Tel est l’Empire de la Souveraine Majesté. Il n’est pas fondé sur un droit conventionnel ni sur l’élection de nos libres volontés ; il ne résulte pas d’une conquête ou d’une domination oppressive, mais du don premier de l’existence et de tous biens. Aussi préférons-nous au mot d’empire qui comporte une idée de violence, celui de Règne qui exprime mieux ce que le gouvernement divin a de foncièrement bon et d’essentiellement paternel. Certes, une si entière, étroite, continuelle dépendance par rapport à notre Créateur trois fois Saint garde quelque chose d’effrayant. La terreur et la crainte que respire l’Ancien Testament demeurent, pour nous encore, le commencement de la sagesse. Car être au service d’un tel Maître peut à juste titre paraître redoutable. Mais notre consolation, notre apaisement viennent de cela même qui nous fait peur. Car, dans sa Grandeur infinie et son absolue Perfection, nulle vengeance, nulle jalousie ne pouvaient se mêler à ses volontés créatrices. Sans doute n’avait-il pas besoin de nous et n’était-il pas mû par l’amour de ses créatures, au sens où nous entendons communément cette passion de désir, lorsqu’il choisit de nous donner l’être. Nul attrait ne le meut pour ce néant que nous sommes, nulle colère ne l’agite, nulle haine ne peut monter jusqu’à lui et même les pires rébellions ne sauraient le troubler. Alors, il ne reste plus à concevoir dans ce Cœur mystérieux qu’un seul sentiment qui soit digne de lui, un seul mobile qui ait présidé à l’œuvre des sept Jours et reparaisse chaque matin avec la constance infatigable du soleil : la bonté. « Dieu n’a pas voulu sa Gloire pour lui-même, écrit quelque part saint Thomas, mais pour nous... » La seule raison d’être de cette œuvre libre n’est pas quelque besoin de Celui qui est infiniment plus que toute chose, et dès lors elle ne peut se trouver que dans ces choses mêmes, comme leur bien et leur perfection...
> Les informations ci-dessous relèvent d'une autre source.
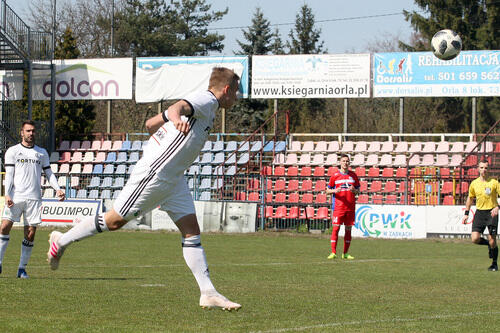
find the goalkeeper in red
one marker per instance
(344, 186)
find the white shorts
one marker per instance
(31, 209)
(144, 192)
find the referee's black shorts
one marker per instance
(483, 219)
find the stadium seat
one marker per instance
(291, 159)
(373, 172)
(441, 160)
(332, 170)
(400, 160)
(65, 145)
(126, 146)
(305, 159)
(359, 159)
(387, 147)
(333, 146)
(389, 187)
(415, 147)
(362, 198)
(363, 186)
(293, 197)
(388, 172)
(121, 158)
(136, 145)
(429, 147)
(361, 147)
(360, 172)
(448, 200)
(87, 169)
(54, 157)
(331, 159)
(374, 147)
(318, 159)
(321, 147)
(305, 171)
(371, 160)
(98, 168)
(295, 146)
(391, 199)
(306, 185)
(207, 147)
(106, 145)
(65, 157)
(116, 146)
(320, 186)
(64, 168)
(76, 168)
(109, 169)
(290, 171)
(376, 186)
(218, 146)
(319, 171)
(347, 147)
(308, 147)
(401, 147)
(377, 199)
(307, 198)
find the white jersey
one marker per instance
(169, 152)
(28, 163)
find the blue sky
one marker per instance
(340, 31)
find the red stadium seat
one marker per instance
(363, 198)
(391, 199)
(279, 171)
(360, 171)
(307, 198)
(373, 172)
(388, 172)
(292, 171)
(305, 171)
(319, 172)
(293, 185)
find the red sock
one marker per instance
(347, 240)
(333, 239)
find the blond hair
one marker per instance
(221, 77)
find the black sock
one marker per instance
(494, 253)
(483, 241)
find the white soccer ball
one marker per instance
(446, 44)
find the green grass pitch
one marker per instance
(138, 282)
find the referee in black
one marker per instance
(485, 190)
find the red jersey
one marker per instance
(345, 200)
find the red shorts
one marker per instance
(345, 218)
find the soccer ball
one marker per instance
(446, 44)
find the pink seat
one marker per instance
(443, 147)
(374, 147)
(387, 147)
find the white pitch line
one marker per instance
(366, 322)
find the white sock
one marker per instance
(4, 241)
(26, 248)
(194, 255)
(88, 227)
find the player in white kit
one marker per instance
(24, 163)
(177, 137)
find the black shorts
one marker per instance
(483, 219)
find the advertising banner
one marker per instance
(69, 211)
(311, 76)
(421, 74)
(91, 79)
(160, 79)
(11, 85)
(389, 221)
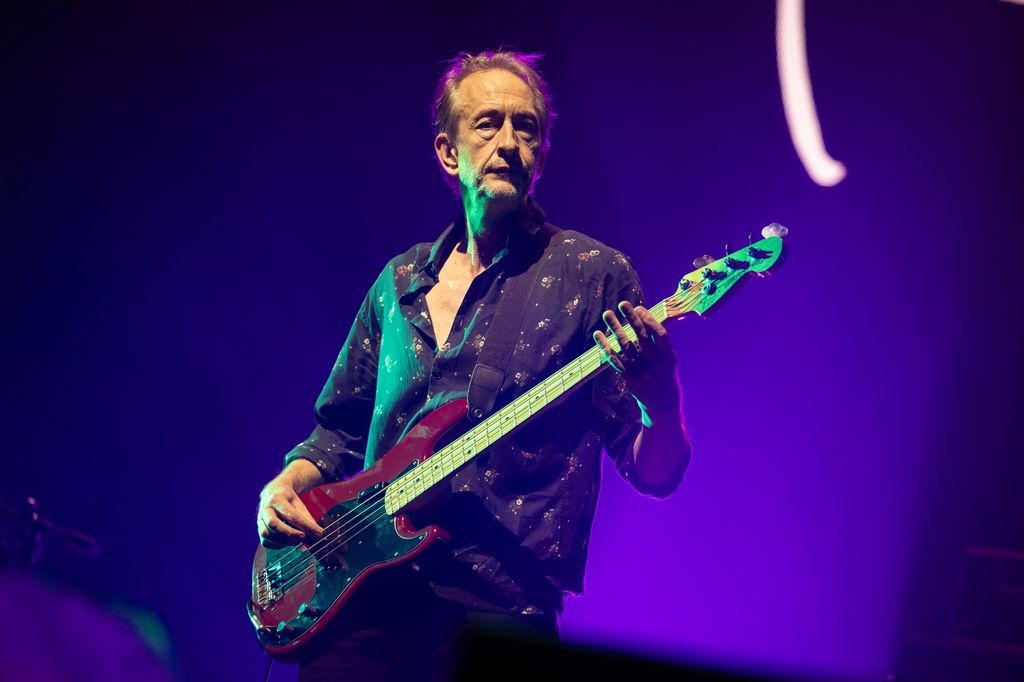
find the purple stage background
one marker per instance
(195, 201)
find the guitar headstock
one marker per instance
(708, 285)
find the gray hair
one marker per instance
(445, 108)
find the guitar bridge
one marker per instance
(268, 586)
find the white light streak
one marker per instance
(798, 99)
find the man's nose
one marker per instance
(507, 139)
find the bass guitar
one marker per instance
(297, 590)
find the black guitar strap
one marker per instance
(494, 360)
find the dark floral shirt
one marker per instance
(520, 513)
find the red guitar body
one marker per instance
(297, 590)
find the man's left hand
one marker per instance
(647, 365)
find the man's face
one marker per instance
(498, 139)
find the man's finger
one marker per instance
(279, 529)
(298, 516)
(607, 351)
(632, 315)
(612, 322)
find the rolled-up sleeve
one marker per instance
(617, 410)
(344, 410)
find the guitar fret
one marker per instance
(446, 461)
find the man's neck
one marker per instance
(488, 223)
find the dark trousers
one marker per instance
(401, 631)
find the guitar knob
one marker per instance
(736, 264)
(774, 229)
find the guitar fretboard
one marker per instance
(445, 461)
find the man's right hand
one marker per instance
(283, 518)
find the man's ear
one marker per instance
(446, 154)
(538, 169)
(542, 157)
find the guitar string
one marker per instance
(331, 538)
(298, 557)
(574, 377)
(336, 541)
Je n’ai plus peur, ô mon Dieu, de vous sentir si près de moi et, même si je faute, je ne veux plus me cacher loin de votre vue, comme nos premiers parents. Cette fuite est vaine, car où irais-je que vous n’y soyez avant moi (Ps. 138) ? Mais bien plus, m’éloigner de vous davantage, parce que je vous ai désobéi, n’est-ce pas de toute manière aggraver encore ma détresse ? Je préfère lever les yeux vers vous pour scruter vos desseins, grands et miséricordieux, et répéter de toutes mes forces : « Que votre Règne arrive ! » Maintenant je comprends la vision d’Ézéchiel, si étrange, fascinante, où tout est feu, tout est mouvement en toute direction, et tout est regard (Ez 1). Oui, des yeux, partout, regardent tous les points de l’univers. C’est une des pensées les plus vertigineuses de la théologie chrétienne, que cette multiple, cette infinie présence de Dieu à ses myriades de créatures et, bien plus, cette assistance, ce dialogue intime et personnel de ce Père, aux milliards d’hommes qu’il appelle à tout instant par leur nom propre, pour leur révéler des secrets qui ne sont que pour eux seuls. À peine puis-je penser à une chose à la fois, sans doute entravé par mon appareil cérébral, et encore mon attention y a-t-elle bien du mal. Peut-être dans l’autre monde pourrais-je tout ensemble connaître plusieurs choses et m’adonner à la présence et aux affections de multitudes. Mais ce ne sera rien encore en comparaison de votre Providence universelle et particulière, ô mon Dieu. Dans votre Être trois fois Saint, que vous êtes mystérieux ! Mais dans votre Puissance créatrice et dans votre Ordonnance universelle, que vous êtes prodigieux !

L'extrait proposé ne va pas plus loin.